One 80-something friend’s depression became so grave that her children — all of whom lived in other states — insisted she videoconference with her physician. He prescribed medication, but it was only minimally successful. “I’ve just lost any will to live I had,” she told me over the phone. “I’m not suicidal, but I go to sleep every night hoping not to wake up. We have no idea how long this lockdown is going to last.” Happily, she outlasted the pandemic and is shopping and lunching with friends (while staying on her meds). That puts her among the lucky ones.
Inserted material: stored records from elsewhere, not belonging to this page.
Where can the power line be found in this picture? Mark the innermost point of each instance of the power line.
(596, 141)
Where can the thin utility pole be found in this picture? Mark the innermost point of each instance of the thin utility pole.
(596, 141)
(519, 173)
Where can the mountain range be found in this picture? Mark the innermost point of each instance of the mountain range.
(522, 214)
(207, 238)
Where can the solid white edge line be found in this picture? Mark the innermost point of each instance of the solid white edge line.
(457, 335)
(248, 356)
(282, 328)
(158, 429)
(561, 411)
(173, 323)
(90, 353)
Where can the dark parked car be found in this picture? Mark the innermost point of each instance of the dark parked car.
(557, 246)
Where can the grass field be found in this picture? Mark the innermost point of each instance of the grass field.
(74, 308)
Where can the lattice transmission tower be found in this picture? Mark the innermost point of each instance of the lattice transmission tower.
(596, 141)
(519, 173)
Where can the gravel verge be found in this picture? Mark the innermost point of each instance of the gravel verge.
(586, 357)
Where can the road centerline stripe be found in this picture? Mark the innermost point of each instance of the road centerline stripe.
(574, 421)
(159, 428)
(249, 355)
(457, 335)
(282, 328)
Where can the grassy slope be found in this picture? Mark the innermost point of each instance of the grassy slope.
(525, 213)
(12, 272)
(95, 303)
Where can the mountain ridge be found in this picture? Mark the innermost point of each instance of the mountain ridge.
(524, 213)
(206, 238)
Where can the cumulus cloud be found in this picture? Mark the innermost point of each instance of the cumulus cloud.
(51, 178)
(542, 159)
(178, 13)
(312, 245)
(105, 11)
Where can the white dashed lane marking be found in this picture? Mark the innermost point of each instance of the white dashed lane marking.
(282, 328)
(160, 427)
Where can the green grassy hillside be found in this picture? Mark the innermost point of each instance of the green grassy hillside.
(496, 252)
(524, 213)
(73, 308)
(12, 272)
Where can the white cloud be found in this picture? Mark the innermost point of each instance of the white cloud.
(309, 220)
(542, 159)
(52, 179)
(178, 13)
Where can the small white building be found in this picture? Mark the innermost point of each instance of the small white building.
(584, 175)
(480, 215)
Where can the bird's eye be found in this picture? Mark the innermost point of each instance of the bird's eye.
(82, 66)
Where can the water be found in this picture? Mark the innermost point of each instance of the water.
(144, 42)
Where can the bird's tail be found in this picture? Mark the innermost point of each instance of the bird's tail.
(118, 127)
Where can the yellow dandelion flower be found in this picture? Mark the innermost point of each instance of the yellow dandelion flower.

Photo by Harli Marten on Unsplash

For the frail, sick, or elderly, the pandemic was particularly punishing. Already suffering, additional isolation only made everything worse. Some, though, came up with creative solutions:

Two casual friends in a San Francisco retirement community had apartment doors across the hall from each other. They formed the habit of opening their doors and visiting once or twice a day during the lockdown. It brightened their days so much that they circulated a note throughout the building suggesting others do the same. There’s no data on how that worked out, but one of the original door-to-door visitors told me she knew of at least four others who picked up on the idea.

In an assisted living building, residents on several floors had music sessions, wherein they would open their doors, keep their masks on and sing. “Anybody could start something,” one reported; “the rest of us would join in. It was pretty awful, but we had a ball.”

On one urban block, a young man sat on his front steps during the lockdown and played jazz on his saxophone at 10 in the morning. Doors and windows opened; strangers waved.

Photo by Marcos Rivas on Unsplash

Some of us simply walked. I walked for miles, daily as soon as total lockdown ended, across my beloved city. We nodded at each other; masked strangers passing on the strangely quiet streets. I never failed to be uplifted, just by our shared humanity.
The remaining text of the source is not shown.